Mizpah (Judges 20)
Illustration: Tell en-Nasbeh
Approximately 11 km northwest of Jerusalem lies Tell en-Nasbeh, a mound nearly 260 m long by nearly 130 m wide, covering atotal surface area of about 7,7 acres. Most scholars identify this site with the Biblical Mizpah. Little is known about Mizpah during the pre-monarchial period because the city is seldom mentioned in texts and few archaeological from this area have been discovered. Excavations between 1926 and 1935 unearthed three tombs, two caves and various fragments of pottery from the Late Chalcolithic and Early Bronze I periods, which predate any Biblical reference.

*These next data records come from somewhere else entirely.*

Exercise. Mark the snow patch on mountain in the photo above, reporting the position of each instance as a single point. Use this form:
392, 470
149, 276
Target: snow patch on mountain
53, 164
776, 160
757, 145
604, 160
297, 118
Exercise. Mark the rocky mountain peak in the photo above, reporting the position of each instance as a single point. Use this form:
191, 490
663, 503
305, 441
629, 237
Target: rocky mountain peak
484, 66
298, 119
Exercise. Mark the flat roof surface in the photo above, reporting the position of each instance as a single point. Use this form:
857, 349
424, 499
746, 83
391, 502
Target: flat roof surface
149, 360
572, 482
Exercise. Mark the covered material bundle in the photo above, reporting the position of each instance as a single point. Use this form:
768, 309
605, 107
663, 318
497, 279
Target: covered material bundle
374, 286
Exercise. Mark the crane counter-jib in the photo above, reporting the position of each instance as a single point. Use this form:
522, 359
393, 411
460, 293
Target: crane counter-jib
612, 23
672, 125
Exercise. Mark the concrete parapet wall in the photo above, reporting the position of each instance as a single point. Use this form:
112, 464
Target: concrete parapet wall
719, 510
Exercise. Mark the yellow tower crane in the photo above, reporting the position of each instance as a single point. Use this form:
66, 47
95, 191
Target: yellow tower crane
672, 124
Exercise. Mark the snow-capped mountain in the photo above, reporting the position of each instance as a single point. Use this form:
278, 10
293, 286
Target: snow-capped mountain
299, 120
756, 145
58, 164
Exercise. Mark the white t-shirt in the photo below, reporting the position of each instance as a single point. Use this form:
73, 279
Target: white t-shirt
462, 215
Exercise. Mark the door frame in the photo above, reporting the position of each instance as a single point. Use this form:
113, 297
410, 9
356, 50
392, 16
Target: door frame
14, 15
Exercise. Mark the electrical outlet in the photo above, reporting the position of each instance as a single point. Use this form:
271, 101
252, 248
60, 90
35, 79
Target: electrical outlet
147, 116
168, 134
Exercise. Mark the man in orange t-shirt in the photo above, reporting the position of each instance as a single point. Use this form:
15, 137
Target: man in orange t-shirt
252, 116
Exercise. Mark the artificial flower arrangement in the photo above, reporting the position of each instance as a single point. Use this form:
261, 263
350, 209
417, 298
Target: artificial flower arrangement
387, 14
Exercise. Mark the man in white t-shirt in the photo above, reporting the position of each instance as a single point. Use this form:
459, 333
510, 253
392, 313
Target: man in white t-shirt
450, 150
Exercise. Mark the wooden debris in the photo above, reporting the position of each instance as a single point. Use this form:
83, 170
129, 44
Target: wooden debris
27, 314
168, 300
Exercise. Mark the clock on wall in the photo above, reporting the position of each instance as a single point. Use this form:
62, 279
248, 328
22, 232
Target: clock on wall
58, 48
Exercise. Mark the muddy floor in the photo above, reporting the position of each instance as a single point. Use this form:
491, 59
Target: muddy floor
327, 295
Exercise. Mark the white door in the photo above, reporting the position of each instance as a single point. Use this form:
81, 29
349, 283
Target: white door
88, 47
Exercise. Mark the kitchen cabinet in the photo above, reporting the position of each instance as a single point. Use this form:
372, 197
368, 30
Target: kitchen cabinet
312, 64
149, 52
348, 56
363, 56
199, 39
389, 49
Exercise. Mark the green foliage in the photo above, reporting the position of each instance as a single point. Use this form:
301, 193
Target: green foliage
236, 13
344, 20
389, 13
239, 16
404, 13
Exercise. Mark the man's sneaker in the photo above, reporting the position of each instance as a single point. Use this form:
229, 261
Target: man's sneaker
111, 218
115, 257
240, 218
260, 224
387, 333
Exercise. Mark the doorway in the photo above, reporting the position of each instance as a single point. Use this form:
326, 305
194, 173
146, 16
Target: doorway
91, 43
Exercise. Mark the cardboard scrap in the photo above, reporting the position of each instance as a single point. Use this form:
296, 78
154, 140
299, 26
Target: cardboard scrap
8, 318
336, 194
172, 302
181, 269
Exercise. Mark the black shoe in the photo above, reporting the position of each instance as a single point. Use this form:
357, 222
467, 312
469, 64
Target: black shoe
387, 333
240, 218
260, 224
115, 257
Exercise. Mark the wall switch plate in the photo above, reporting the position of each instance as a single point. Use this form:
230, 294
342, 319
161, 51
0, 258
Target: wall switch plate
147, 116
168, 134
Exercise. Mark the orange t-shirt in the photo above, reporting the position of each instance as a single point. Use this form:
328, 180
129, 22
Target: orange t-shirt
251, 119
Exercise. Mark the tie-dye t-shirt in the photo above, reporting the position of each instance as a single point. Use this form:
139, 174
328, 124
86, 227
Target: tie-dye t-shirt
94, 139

Judges identifies Mizpah as the assembly point for a combined Israelite military force that attacked the Benjamites at Gibeah (Judges 20:1). Mizpah’s central location on the watershed highway between Ramah and Bethel would have made it a natural mustering point, even if no archaeological record of a major settlement exists from that period. The force then moved north to Bethel to inquire of the Lord before launching its attack, and Mizpah played no further role in the account.
By the time of Samuel, Mizpah had become an important regional centre. The prophet summoned all the Israelites there to seek forgiveness for their idolatry. While the assembled Israelites were fasting before the Lord, the Philistines launched an attack, but God intervened with thunder and scattered them (1 Samuel 7:5-11). After this Samuel , who was serving as Israel’s judge, returned to Mizpah each year as part of a circuit that also included Bethel and Gilgal (1 Samuel 7:18). It was also at Mizpah that Samuel revealed Saul as Israel’s first king (1 Samuel 10:17-21). Philistine and other local pottery, along with the remains of rock-cut cisterns and houses, attests to a resurgence of population around the time of Samuel, as the Biblical text suggests.
During the divided monarchy, Mizpah was a border city between Israel and Judah. In approximately 895 B.C. king Baasha of Israel pushed his territory south as far as Ramah and built a fortification there (1 Kings 15:17-22, 2 Chronicles 16:1-6). This cut off Judah’s primary land route to the coastal plain. King Asa of Judah responded by bribing the Arameans to attack Israel from the north. Baasha had to redirect his forces to this northern front, and Asa seized the opportunity to dismantle the Israelite fortification at Ramah. He then used the materials to construct Judahite strongholds farther north in Mizpah and Geba.
Excavations at Tell en-Nasbeh have revealed the remains of a massive defensive construction of the early ninth century B.C. A wall roughly shaped and plastered stones reached a height of nearly 14 m and was reinforced by a series of ten towers. A stone glacis (slope at the base of the fortification wall) ended in a dry moat 5 m wide and 2 m deep, while a double gate complex protected the entrance to the city. It is the only fortification of this type in the region. Houses were built against the inside of the wall. Remains of olive oil presses and storage bins from the period have also been unearthed, along with a cemetery on a ridge just outside the city. These finds confirm that Asa expended considerable resources in the strengthening of this crucial defensive position.
Following the Babylonian destruction of Jerusalem and most of Judah in 586 B.C., Mizpah became the residence of Gedaliah, the Babylonian-appointed governor of Judah (2 Kings 25:23, Jeremiah 40:1-41:16). Gedaliah’s tenure was short-lived, for Ishmael, son of Nethaniah, and some other political insurgents assassinated him less than six months after his arrival in Mizpah. The city continued to serve as the regional capital until at least the time of Negemiah. During this era of Babylonian control, larger, more elaborate private dwellings and public buildings replaced the smaller houses of Asa’s time.
Subsequent Biblical references to Mizah are few and brief. Even so, numerous examples of Persian seals and seal impressions, pieces of Greek and Roman pottery and other items suggest virtually continuous habitation on the mound throughout antiquity. The cemetery at Mizpah remained in use until the Byzantine period, when a Christian church was constructed nearby.